As Dr. David Hemenway, director of the Harvard Injury Control Research Center, notes in his 2004 book Private Guns, Public Health: “[T]he time Americans spend using their cars is orders of magnitudes greater than the time spent using their guns. It is probable that per hour of exposure, guns are far more dangerous. Moreover, we have lots of safety regulations concerning the manufacture of motor vehicles; there are virtually no safety regulations for domestic firearms manufacture.”
Although firearms fatalities of all sorts remain high, a Department of Justice
report released this month showed a drop in the number of murders committed with a firearm fell 39 percent to 11,101 in 2011, from a high of 18,253 in 1993. But the low point actually occurred in 1999, when gun murders hit 10,117. Since then, such murders have remained on a plateau, although the rate of gun murders per 100,000 population has dropped because of the population increase.
Firearms incidents, the number of victims and the firearm crime rate have also dropped significantly since 1993, although not in a linear fashion. Firearms crimes as a percentage of all crimes are, however, the same as they were in 1993, eight percent.
Below the fold, see what VPC has to say about reducing the number of gun deaths.
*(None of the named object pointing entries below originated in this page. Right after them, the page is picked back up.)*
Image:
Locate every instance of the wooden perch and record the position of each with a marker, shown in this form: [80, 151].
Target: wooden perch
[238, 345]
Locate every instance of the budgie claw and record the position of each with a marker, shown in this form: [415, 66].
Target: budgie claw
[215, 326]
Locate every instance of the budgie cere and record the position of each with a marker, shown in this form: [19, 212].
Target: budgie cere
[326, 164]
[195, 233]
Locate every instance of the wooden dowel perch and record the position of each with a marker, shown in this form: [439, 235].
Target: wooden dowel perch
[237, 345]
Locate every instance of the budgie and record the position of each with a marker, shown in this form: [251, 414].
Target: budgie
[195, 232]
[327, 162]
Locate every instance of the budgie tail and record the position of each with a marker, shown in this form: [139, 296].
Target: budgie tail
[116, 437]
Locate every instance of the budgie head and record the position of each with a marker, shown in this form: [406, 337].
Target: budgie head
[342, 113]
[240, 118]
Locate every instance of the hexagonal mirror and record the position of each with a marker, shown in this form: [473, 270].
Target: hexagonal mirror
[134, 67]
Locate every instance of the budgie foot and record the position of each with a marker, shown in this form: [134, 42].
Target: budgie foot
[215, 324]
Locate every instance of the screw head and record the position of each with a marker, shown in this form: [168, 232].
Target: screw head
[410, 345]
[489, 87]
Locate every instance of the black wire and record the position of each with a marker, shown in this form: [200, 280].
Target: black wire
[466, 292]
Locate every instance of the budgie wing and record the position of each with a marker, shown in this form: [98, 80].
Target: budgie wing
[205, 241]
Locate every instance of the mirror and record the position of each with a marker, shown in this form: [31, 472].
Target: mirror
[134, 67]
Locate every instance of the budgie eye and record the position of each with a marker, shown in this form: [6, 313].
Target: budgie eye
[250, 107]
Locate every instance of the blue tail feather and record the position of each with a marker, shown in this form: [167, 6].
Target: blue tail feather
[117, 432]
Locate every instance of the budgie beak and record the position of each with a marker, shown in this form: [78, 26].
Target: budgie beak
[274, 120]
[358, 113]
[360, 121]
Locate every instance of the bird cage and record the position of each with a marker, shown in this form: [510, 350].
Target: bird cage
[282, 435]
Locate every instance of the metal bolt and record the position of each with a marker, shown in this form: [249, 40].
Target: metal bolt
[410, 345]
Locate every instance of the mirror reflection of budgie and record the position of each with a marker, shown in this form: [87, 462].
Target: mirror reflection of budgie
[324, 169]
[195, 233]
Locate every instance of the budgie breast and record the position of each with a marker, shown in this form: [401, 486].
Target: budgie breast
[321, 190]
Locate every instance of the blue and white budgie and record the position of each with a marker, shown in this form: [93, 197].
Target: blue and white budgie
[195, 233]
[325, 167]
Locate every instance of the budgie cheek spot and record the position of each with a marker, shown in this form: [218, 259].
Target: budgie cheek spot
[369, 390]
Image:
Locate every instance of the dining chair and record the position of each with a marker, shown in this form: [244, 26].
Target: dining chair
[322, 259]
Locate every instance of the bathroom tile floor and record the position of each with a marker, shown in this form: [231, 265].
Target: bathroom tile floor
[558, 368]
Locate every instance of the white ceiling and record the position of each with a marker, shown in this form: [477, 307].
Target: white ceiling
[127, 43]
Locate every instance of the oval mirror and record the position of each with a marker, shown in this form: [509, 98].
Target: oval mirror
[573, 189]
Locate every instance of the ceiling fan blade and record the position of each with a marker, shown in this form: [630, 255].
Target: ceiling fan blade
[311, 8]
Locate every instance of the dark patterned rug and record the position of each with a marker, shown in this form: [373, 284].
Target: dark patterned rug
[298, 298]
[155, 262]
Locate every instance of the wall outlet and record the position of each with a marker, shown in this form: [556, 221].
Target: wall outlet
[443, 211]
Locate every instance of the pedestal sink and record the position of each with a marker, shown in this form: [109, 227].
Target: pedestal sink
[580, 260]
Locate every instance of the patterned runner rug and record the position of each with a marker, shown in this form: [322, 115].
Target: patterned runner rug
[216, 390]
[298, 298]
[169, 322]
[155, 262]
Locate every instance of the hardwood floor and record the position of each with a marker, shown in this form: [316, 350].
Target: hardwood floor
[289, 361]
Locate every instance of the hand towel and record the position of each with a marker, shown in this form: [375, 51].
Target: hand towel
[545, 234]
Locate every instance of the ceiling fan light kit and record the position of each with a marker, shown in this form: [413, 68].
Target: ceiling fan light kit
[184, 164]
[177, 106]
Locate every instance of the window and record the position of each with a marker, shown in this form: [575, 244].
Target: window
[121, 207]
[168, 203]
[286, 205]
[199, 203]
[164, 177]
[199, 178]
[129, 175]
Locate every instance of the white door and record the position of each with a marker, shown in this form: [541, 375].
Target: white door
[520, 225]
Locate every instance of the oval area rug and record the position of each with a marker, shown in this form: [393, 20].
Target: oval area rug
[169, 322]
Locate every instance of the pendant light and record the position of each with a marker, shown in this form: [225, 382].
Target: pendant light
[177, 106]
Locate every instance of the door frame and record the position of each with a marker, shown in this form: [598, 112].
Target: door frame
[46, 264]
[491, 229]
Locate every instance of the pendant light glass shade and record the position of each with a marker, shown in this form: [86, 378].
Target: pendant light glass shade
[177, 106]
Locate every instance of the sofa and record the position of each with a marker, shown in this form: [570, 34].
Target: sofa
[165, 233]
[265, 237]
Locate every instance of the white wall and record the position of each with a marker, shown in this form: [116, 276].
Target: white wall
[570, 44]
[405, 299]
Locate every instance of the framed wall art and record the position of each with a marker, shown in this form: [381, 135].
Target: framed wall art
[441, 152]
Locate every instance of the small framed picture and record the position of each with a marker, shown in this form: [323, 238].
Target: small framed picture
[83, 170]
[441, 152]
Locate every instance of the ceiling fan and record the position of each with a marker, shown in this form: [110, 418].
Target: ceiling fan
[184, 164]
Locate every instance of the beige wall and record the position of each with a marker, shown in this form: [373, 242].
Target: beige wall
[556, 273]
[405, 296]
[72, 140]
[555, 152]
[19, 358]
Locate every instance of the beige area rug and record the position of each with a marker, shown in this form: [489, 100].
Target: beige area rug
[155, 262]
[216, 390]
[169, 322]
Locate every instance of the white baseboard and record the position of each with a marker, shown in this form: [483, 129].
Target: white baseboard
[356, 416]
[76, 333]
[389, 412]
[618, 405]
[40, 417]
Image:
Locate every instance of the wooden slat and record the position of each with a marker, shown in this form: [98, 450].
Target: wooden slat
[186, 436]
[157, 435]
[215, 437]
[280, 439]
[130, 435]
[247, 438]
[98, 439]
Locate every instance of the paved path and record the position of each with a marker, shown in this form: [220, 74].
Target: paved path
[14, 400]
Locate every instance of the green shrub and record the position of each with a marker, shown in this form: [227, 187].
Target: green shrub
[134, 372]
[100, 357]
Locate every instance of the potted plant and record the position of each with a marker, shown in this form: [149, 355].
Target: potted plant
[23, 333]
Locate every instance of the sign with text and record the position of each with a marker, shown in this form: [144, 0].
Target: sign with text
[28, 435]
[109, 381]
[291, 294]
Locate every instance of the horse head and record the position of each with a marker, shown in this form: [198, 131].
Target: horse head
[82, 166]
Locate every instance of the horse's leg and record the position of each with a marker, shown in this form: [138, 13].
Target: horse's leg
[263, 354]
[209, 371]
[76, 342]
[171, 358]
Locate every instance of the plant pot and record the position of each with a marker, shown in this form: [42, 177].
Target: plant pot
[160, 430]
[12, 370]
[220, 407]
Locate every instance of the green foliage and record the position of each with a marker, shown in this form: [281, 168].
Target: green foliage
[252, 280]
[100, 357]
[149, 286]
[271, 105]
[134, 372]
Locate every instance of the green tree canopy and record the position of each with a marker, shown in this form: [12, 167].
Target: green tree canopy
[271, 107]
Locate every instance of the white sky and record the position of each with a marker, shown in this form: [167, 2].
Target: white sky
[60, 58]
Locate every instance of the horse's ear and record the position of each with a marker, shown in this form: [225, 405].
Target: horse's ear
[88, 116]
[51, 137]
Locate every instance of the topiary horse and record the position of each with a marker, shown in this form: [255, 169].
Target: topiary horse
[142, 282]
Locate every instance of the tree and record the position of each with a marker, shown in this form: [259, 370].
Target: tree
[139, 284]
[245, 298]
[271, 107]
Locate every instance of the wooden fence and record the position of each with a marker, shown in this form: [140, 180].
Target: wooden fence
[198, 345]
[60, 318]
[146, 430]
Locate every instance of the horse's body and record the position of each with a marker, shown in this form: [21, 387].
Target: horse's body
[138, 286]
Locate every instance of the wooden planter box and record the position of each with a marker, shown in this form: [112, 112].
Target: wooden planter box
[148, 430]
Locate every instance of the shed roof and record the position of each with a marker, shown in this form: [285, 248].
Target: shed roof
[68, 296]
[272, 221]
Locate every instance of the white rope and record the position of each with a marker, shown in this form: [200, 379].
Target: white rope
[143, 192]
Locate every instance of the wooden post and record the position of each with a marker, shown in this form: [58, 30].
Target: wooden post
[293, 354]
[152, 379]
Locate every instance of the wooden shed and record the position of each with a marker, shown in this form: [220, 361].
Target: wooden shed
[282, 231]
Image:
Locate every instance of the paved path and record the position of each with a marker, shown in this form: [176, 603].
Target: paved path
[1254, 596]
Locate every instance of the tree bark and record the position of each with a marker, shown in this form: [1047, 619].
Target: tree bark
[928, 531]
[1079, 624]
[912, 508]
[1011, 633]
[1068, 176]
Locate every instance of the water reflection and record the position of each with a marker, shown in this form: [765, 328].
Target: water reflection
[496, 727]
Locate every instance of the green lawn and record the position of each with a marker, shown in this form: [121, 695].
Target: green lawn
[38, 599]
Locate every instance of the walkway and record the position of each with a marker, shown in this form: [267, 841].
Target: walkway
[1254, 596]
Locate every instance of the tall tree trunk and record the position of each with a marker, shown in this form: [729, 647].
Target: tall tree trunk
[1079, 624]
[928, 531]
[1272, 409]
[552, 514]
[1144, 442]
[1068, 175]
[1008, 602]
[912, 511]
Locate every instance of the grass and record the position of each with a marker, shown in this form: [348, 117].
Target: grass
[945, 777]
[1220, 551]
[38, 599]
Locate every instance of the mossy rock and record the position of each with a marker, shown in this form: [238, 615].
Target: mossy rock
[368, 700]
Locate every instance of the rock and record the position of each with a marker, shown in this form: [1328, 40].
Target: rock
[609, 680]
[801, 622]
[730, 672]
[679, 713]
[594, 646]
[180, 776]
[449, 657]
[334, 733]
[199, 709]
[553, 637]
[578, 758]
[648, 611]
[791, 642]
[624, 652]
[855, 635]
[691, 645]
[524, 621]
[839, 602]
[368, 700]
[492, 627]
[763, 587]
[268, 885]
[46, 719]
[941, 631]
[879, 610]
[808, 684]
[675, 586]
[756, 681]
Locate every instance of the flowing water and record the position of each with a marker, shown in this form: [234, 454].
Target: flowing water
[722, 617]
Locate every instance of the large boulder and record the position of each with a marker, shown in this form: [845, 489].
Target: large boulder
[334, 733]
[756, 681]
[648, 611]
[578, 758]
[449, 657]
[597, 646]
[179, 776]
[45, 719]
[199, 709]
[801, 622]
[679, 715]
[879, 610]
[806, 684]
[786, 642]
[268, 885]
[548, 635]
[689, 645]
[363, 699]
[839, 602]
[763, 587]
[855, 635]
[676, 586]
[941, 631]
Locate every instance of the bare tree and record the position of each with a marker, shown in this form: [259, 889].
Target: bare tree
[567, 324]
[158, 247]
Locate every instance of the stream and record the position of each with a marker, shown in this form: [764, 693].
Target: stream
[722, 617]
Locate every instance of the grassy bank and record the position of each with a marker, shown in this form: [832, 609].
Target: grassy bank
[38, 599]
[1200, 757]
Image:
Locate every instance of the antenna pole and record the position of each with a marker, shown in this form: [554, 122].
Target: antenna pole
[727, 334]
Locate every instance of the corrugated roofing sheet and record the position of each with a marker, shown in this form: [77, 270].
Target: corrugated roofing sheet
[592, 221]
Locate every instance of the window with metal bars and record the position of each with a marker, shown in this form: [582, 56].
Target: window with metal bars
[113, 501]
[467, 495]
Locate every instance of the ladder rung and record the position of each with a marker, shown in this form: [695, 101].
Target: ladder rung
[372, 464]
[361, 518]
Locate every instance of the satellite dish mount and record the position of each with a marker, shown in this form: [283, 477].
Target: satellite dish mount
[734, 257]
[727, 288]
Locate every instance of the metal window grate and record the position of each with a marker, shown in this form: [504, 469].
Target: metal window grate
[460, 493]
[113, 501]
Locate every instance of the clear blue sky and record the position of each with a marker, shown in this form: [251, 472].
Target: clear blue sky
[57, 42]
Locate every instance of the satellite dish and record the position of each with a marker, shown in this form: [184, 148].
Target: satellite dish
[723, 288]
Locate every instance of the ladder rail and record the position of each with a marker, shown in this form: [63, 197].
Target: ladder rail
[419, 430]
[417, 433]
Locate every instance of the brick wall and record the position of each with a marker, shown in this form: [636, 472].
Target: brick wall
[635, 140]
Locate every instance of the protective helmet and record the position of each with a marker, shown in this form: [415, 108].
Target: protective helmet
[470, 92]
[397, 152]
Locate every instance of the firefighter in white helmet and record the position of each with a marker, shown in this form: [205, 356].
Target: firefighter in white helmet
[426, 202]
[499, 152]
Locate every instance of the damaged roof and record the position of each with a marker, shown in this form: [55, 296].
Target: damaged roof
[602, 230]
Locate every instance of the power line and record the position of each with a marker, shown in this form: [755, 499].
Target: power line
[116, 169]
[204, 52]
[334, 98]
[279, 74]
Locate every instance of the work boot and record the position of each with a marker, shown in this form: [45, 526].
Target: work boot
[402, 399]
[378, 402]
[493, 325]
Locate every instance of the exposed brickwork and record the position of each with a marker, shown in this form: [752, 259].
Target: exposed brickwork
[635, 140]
Bringing the number down further, the Violence Policy Center says, will require new policies, many of which have received a lengthy public airing in the past few months without anything being passed at the federal level. These policies would include:
• Collecting details in a timely fashion on firearms production, sales and use in crime
• Setting minimum safety standards for firearms both in design and mandated safety devices
• Banning certain guns that the VPC says have "no sporting purpose." That would include military-style semi-automatic rifles
• Limiting the capacity of ammunition magazines
• Banning firearms possession by people likely to misuse them, for example, anyone convicted of a violent misdemeanor.
Some states already have passed one set of laws the VPC is suggesting, such as the "assault weapons" bans in California, New York, Connecticut, New Jersey and Maryland, and magazine capacity limits in those states as well as Colorado.